Why is there such a buzz about Cloud based and Software as a Solution? Historically, enterprise software has been delivered by running executable code on computers that were either on premise at the client site or housed elsewhere (hosted) for the client. The difference between on premise and hosted systems is essentially about who maintains the hardware, as both systems have unique configurations of executable code designated for that specific client only. When an upgrade or software fix (patch) is needed, downtime is involved, so the scheduling and patching involves several groups including the client’s IT department, client user management, etc. While this is generally still the case with most legacy software applications installed around the world, it is changing dramatically as clients migrate to web based solutions.

On premise and hosted software are still the norm for most enterprise systems but in the last decade there has been a major migration to Internet or cloud based software solutions which have a single instance of executable code but are used simultaneously by many clients and customers (multi-tenanted). These solutions are referred to as Software as a Service, and abbreviated as SaaS. Commonly used web sites like Facebook, Kayak and Google are examples of SaaS. When we use those sites, we are having the same experience that millions of others are having – all at the same time. There are many benefits to having single instance, multi-tenanted, software solutions including:

Painless upgrades. When a true SaaS offering is enhanced, everyone enjoys the enhancement without any effort, patching, downloading, etc. Every month new enhancements are made available to all clients. Often, the client is able to decide if and when they will “turn on” each enhancement to make it available to the client’s customers. For example, when Invoice Cloud rolled out Pay by Text last year, it became available to all clients immediately, but clients were able to decide when to make it available to customers.

According to Colleen O’Connor, Tax Collector in Simsbury, CT,
“It’s like owning a vehicle that never gets old.”

Low to no up-front cost. These systems are frequently advertising or transaction based and since there is no “installation,” the solution can usually be configured and implemented in a fraction of the time of a hosted or on premise solution.

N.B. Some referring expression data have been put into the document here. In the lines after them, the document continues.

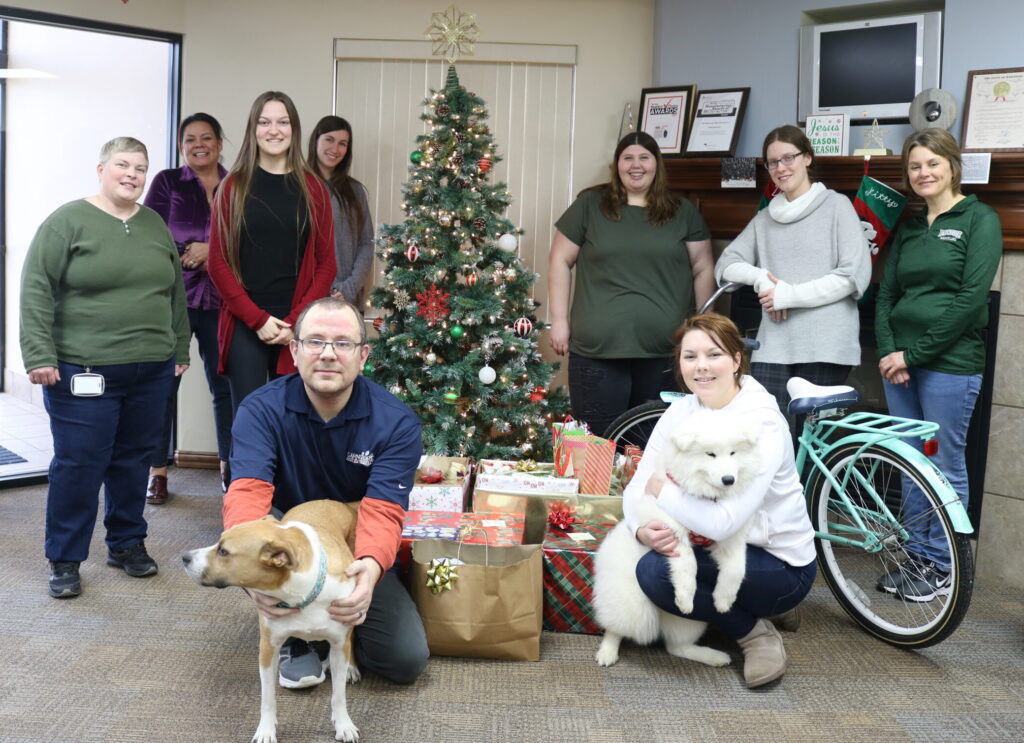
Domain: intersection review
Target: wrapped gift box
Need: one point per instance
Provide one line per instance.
(450, 494)
(589, 509)
(503, 476)
(568, 576)
(494, 529)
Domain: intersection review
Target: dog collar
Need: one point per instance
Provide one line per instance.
(321, 579)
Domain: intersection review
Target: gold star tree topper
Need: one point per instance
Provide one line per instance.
(453, 32)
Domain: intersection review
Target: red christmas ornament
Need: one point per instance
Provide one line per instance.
(433, 304)
(522, 326)
(561, 515)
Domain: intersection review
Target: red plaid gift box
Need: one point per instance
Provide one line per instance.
(568, 576)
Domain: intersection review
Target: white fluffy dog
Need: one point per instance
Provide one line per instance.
(713, 456)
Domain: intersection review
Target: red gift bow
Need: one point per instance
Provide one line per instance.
(561, 515)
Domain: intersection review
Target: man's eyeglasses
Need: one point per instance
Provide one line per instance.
(785, 160)
(315, 346)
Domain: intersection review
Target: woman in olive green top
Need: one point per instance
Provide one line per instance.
(643, 261)
(930, 313)
(104, 330)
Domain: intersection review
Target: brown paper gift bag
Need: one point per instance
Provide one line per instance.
(495, 608)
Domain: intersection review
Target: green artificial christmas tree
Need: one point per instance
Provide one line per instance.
(459, 333)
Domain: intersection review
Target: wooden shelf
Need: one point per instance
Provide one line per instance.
(728, 210)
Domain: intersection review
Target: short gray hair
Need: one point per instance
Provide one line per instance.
(122, 144)
(334, 304)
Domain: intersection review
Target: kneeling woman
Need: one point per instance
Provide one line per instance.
(780, 565)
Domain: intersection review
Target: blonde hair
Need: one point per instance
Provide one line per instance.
(232, 224)
(122, 144)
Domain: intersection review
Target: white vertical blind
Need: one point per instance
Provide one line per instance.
(529, 105)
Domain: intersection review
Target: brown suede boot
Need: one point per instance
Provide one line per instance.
(788, 620)
(764, 654)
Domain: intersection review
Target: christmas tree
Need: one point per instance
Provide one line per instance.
(459, 333)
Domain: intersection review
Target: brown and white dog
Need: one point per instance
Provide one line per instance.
(301, 561)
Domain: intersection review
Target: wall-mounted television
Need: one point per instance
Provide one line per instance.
(868, 69)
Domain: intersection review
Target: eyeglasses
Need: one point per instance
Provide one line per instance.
(785, 160)
(315, 346)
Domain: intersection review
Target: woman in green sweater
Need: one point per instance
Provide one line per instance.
(930, 313)
(104, 330)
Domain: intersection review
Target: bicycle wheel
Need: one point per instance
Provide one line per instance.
(853, 572)
(634, 426)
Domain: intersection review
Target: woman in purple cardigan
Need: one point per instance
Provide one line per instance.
(182, 197)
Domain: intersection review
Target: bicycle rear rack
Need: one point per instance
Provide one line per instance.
(886, 427)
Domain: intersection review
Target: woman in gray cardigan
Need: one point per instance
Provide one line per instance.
(331, 156)
(807, 258)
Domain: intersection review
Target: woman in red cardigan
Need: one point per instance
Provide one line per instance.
(271, 247)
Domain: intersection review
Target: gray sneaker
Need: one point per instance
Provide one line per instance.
(65, 581)
(927, 584)
(301, 664)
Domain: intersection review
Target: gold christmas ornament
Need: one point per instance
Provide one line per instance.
(454, 34)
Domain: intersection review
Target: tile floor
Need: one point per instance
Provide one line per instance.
(25, 429)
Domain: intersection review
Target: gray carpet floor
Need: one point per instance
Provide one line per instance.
(163, 660)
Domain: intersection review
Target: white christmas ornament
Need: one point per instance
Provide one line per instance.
(487, 375)
(508, 243)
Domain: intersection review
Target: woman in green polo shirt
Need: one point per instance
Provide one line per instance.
(930, 314)
(643, 260)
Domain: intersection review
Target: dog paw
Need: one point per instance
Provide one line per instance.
(606, 656)
(346, 731)
(685, 604)
(265, 734)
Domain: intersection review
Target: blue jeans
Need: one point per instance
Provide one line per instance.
(948, 400)
(104, 441)
(771, 586)
(204, 326)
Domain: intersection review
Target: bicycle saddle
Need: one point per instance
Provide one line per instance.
(808, 397)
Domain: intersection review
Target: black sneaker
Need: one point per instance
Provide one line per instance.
(927, 584)
(65, 581)
(135, 561)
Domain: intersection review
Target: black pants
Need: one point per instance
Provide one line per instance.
(251, 363)
(602, 389)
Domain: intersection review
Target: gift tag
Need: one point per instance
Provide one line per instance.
(581, 536)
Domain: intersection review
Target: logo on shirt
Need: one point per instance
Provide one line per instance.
(366, 457)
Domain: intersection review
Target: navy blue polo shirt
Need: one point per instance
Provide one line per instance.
(370, 449)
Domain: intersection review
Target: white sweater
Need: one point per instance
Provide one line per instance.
(781, 526)
(817, 250)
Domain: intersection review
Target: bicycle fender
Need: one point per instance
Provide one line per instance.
(954, 508)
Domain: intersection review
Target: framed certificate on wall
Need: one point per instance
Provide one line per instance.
(717, 118)
(665, 114)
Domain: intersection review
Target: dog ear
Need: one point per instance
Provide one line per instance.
(275, 555)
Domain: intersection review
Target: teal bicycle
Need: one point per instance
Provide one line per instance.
(853, 467)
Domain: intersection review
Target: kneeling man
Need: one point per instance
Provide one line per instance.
(327, 432)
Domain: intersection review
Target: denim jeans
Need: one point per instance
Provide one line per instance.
(770, 586)
(602, 389)
(103, 440)
(204, 326)
(948, 400)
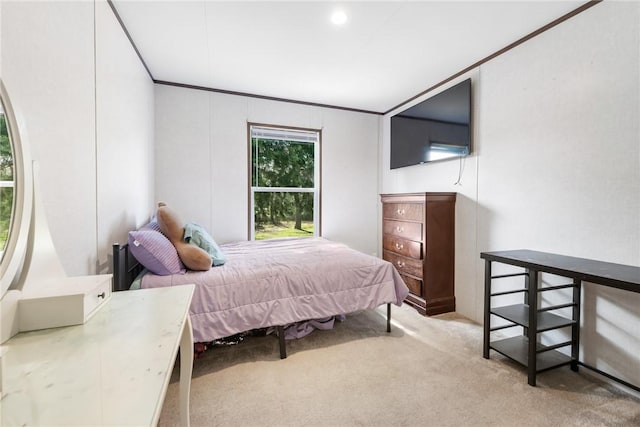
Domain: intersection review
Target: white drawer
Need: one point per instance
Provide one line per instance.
(62, 302)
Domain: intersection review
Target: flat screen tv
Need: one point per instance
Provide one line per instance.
(437, 128)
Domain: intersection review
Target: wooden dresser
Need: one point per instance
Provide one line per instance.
(418, 237)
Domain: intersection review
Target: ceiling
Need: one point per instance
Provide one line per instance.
(386, 53)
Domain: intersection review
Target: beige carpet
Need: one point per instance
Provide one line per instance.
(428, 372)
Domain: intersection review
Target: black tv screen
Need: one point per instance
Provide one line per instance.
(437, 128)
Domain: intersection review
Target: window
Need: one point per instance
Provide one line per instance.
(285, 182)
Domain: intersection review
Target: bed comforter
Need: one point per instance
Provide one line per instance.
(283, 281)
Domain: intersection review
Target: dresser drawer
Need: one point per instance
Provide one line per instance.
(404, 247)
(403, 211)
(414, 285)
(63, 302)
(408, 230)
(403, 264)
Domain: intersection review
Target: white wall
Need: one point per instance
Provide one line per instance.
(86, 103)
(48, 69)
(125, 137)
(201, 161)
(556, 168)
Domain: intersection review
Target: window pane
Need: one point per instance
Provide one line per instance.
(283, 215)
(280, 163)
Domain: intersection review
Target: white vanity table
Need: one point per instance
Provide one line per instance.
(112, 370)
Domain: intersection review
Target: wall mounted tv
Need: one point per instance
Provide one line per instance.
(438, 128)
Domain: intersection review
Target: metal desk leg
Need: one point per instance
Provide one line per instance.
(487, 308)
(532, 332)
(575, 329)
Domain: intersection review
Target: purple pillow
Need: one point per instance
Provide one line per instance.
(154, 251)
(151, 225)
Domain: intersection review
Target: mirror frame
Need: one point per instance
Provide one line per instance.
(15, 249)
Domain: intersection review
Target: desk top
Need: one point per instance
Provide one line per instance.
(619, 276)
(112, 370)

Higher adoption. Cloud based systems that are accessible via the Internet using standard web browsers are far more likely to be used than systems that require special access or instructions. Standard web interaction techniques, user interfaces (UI) and user experiences (UX) require very little instruction and are therefore quickly adopted.

Scalability and Seamless Integration. Single instance, multi-tenanted solutions can typically scale quickly to accommodate hundreds, thousands or even millions of customers. For Invoice Cloud, millions of customers could be simultaneously reviewing bills and making payments online. Most SaaS providers have simple application program interfaces (API’s) that enable seamless connection and data exchange with existing enterprise systems, whether they are on premise, hosted or SaaS.

Better Customer Service. Since there is only one instance of software that everyone uses, the Customer Service Representatives have only one software to train on, learn and support. This is an enormous advantage over on premise and hosted software providers who need to know which version of software the client is using, which patches have been implemented and remember how to deal with multiple versions of software. With SaaS, there is only ONE version – the latest and greatest.

Security and Liability Shift. If you find the right provider, you can shift the burden of secure storage of sensitive information (ex. credit cards, bank accounts) to the SaaS solution provider who should indemnify clients against damages caused by breaches – because the SaaS provider takes on the encryption and security burden.

Many software companies say they have cloud based systems when they actually provide hosted solutions that are accessible over the web. Being accessible via the Internet is not the same as true SaaS. Remember that true SaaS is a single instance, multi-tenanted solution that anyone can access using a standard web browser.